If it remains shiny after, say, 6-8 weeks, you not only have had that time to try and finish your current thing, but it does also leave open the option to do this next one.
Switch!
Let’s face it, sometimes, despite everything you try, the idea simply will not lie down for you. If the urgings become so loud that it drowns out your other project, then it might just be time to switch over.
Sometimes this means entirely pausing the first thing in order to write the new thing. How that might work for you depends partly on the length of the new thing. Stopping for a day to write a short story? No problem. Stopping to write a 100k word novel? Slightly more problematic.
But this one depends entirely on you. If you can work on two projects at once, and give both your best, then switch them out on your own schedule. Maybe day by day, maybe chapter by chapter, maybe by divination under moonlight—whatever works.
If you can’t give your full attention to two different things, then you can shelve the first one (don’t forget to make notes on where you’re going with it!), and pick up the second one.
This option does become a problem if you keep reaching this point.

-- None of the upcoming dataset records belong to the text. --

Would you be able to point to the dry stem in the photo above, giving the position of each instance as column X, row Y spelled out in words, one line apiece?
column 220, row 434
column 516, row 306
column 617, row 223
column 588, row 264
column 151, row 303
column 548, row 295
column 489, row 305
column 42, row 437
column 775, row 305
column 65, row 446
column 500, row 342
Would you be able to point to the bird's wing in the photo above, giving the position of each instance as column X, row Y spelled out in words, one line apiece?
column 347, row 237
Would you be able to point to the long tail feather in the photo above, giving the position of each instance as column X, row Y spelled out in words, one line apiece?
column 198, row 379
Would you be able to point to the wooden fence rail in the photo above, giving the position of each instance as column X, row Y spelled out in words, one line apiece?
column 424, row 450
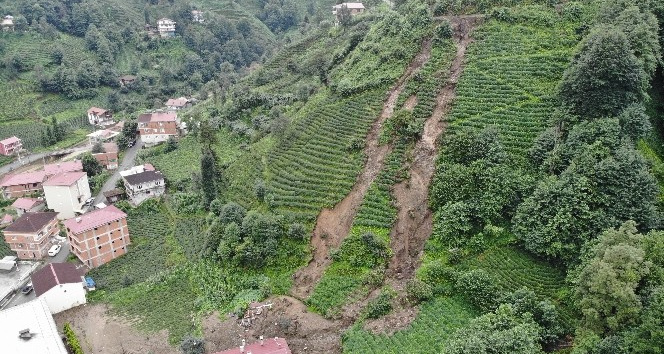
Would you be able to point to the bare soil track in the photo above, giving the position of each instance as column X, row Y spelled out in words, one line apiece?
column 333, row 225
column 414, row 220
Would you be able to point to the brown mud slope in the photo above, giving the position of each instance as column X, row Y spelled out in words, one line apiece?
column 414, row 220
column 288, row 318
column 333, row 225
column 100, row 332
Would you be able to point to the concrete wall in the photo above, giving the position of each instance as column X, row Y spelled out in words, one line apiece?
column 64, row 296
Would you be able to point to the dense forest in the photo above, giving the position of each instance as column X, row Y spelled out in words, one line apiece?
column 530, row 222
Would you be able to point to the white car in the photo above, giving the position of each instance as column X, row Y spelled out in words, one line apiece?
column 55, row 249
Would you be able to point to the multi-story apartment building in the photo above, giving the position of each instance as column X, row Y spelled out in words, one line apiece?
column 157, row 127
column 22, row 184
column 10, row 145
column 144, row 185
column 99, row 236
column 62, row 167
column 100, row 116
column 66, row 193
column 30, row 235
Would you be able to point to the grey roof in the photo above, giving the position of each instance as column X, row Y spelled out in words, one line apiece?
column 31, row 222
column 143, row 177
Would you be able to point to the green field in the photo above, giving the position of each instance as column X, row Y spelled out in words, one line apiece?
column 511, row 76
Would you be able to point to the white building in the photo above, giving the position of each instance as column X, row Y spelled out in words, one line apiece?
column 353, row 9
column 143, row 185
column 197, row 16
column 100, row 116
column 29, row 328
column 166, row 27
column 60, row 285
column 66, row 193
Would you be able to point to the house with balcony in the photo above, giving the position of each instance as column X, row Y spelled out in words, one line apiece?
column 143, row 185
column 10, row 146
column 100, row 116
column 157, row 127
column 175, row 104
column 108, row 158
column 66, row 193
column 166, row 28
column 99, row 236
column 22, row 184
column 60, row 285
column 197, row 16
column 30, row 235
column 7, row 23
column 63, row 167
column 28, row 205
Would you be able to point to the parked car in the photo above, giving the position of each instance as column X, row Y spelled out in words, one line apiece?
column 27, row 289
column 55, row 249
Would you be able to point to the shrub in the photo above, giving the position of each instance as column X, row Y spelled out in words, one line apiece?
column 72, row 341
column 418, row 290
column 380, row 306
column 479, row 289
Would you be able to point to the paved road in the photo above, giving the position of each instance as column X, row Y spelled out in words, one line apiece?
column 61, row 257
column 127, row 162
column 30, row 158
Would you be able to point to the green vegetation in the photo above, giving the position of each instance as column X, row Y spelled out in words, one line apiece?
column 72, row 341
column 436, row 321
column 512, row 73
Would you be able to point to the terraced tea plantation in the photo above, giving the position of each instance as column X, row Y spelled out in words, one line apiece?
column 510, row 78
column 437, row 320
column 316, row 166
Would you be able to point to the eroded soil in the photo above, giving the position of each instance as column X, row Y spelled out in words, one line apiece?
column 333, row 225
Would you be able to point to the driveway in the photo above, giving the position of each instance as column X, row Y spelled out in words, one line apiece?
column 61, row 257
column 31, row 158
column 127, row 162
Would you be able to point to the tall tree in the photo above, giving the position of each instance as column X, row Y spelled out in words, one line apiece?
column 606, row 289
column 604, row 77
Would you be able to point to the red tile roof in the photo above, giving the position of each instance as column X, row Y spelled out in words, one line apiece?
column 11, row 140
column 69, row 166
column 64, row 179
column 177, row 102
column 54, row 274
column 97, row 111
column 24, row 178
column 31, row 222
column 6, row 219
column 110, row 147
column 157, row 117
column 26, row 203
column 274, row 345
column 94, row 219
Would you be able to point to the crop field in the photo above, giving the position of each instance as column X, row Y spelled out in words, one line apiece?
column 426, row 83
column 149, row 253
column 179, row 164
column 511, row 76
column 436, row 321
column 317, row 164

That’s when you have folders full of unfinished stories, because you can’t keep your attention on one of them. If that’s your problem, then you need the next tip.
Focus!
If you can’t work on both, and you keep wanting to shelve things and start something new, then you have to work on your discipline. Writing, especially writing longer pieces, requires a lot of it. Once the initial shine has left your story, once other ideas arrive looking brighter, once the slog has set in or you're not sure it’s good or you’re stuck or…whatever. If that’s when you find the new ideas come, and you shelve that older one…you need to learn to focus.
It might mean that your writing feels forced for a while. That’s fine! It’s not your finished piece, you just need to put the story on the page—everything else can be fixed later.
Try some things that try to teach discipline. Meditation, yoga, take up a new hobby or start a course on something. Find something, or multiple somethings, that can help teach your brain to focus. Give yourself a little schedule and routine to attach to your writing. All this will help give your brain a pathway to focusing.
As for me? I use Google Keep for my notes. It’s simple, I can label ideas, and I can just open up a note and scribble in something new, knowing it’ll stay there until I’m ready.
I also use Cuddles a lot as a sounding board. Mostly for stories I’m trying to actively write, but sometimes I’ll need to tell her an idea to help quiet it down.
I rarely write scenes though, I will note them but writing them out isn’t something I do. I write linearly, with notes to remind me backwards and forwards of what’s going on. When I reach a scene I have notes about, I go in at full-force and get it done.
I do switch. I am guilty of flipping over to the shinier new thing. I can mostly note something then let it be, but sometimes I’ll start writing something, ostensibly to see if it begins to pan out, but once I’m going I have a habit of dropping other things to keep on.
So I’m working on my focus! It’s going well, so far. My routine is pretty good, and I’m often sliding in the odd word at night as well. So things are moving, but I still have work to do!